EP Review: The DuBarrys
Words by Cameron Nicholls - Published on October 10, 2014
In the wake of the debut single Undress Your Soul The DuBarrys have released their self-titled EP. And it is seriously good.
It’s hard to beat their debut single Undress Your Soul. The easy, summery tune with all of its indie-pop undercurrents is an acoustic masterpiece. Delicate harmonies frame a pop undercurrent, and ensnare the listener, tempting you for another listen. The fragile vocals are reminiscent of Passenger, which has popularised the indie-folk genre, bringing it to the masses. Yet even in a genre that seems to be spitting out more artists every day, the DuBarry are near the top of the pile.
The EP’s next track This Time retains the lead single’s acoustic sensibility but inflicts a slightly heavier guitar base on the melody to add a slap of attitude. While not as delicate, it demonstrates their potential to foray further into the rock genre. The diversity is clear – with influences ranging from Alt-J and Tame Impala to Fleetwood Mac and Pink Floyd.

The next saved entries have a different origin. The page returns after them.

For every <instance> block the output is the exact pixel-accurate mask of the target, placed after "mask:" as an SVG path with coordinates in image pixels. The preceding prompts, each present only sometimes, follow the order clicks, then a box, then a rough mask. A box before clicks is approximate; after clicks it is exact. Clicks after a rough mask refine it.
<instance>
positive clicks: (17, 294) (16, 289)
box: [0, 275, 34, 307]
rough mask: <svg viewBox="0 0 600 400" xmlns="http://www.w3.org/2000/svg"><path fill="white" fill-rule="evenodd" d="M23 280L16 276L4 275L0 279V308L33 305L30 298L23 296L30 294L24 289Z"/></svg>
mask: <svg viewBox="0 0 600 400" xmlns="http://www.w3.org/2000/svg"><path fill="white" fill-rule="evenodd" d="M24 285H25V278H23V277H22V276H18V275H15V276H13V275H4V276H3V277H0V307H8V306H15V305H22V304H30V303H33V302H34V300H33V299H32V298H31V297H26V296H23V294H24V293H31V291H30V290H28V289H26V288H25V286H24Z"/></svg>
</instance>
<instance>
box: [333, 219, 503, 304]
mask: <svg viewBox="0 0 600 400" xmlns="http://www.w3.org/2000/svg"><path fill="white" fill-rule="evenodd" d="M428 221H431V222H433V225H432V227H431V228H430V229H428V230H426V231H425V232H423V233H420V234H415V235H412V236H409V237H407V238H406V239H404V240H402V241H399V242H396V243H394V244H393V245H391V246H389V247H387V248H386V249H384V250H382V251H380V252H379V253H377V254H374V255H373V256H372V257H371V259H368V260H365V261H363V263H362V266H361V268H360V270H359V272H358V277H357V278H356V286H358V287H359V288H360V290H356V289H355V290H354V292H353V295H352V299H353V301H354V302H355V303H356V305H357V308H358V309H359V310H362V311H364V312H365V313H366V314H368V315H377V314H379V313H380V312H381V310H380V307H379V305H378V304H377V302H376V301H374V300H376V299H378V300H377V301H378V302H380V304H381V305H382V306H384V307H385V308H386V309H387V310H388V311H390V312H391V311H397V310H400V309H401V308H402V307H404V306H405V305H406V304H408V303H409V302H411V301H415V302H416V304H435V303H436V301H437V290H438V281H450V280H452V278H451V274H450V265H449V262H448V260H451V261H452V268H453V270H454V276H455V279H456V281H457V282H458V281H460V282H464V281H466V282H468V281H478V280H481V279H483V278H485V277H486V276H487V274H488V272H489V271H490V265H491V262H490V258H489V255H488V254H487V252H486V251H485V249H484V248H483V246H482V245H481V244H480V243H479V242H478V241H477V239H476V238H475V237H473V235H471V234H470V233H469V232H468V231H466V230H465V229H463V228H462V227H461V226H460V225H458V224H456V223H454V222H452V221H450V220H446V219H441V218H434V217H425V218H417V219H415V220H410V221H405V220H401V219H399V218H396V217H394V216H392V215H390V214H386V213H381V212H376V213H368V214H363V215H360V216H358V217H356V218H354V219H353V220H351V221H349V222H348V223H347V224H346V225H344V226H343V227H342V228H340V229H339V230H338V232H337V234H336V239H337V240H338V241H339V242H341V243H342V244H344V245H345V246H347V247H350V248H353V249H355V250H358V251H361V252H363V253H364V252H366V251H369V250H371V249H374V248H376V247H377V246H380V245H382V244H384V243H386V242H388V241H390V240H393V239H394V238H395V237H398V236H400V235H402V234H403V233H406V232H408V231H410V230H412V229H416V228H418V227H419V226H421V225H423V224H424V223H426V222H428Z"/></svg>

Winter Grade is likely the weakest of the EP mainly because the vocals aren’t quite as entrancing. But you can’t help admire some seriously impressive guitar riffs that form the foundation of the song. But the EP’s final track Lilly is nearly as impressive as their debut single. Granted, the hook is somewhat repetitive. But why not, when you’ve crafted something so delicious. If Undress Your Soul was their first entry into the industry, this should be their second.
This EP is the first look at a group simply oozing with potential. Indeed, they’ve already cemented themselves as a brilliant live act, with performances coming with King Charles at the Isle of Wight Festival. What’s more, they are in possession of an anonymous drummer – who curiously refuses to take to the limelight. This four piece posing as a trio are already making waves, and it won’t be surprising to see them making more with this brilliant first EP.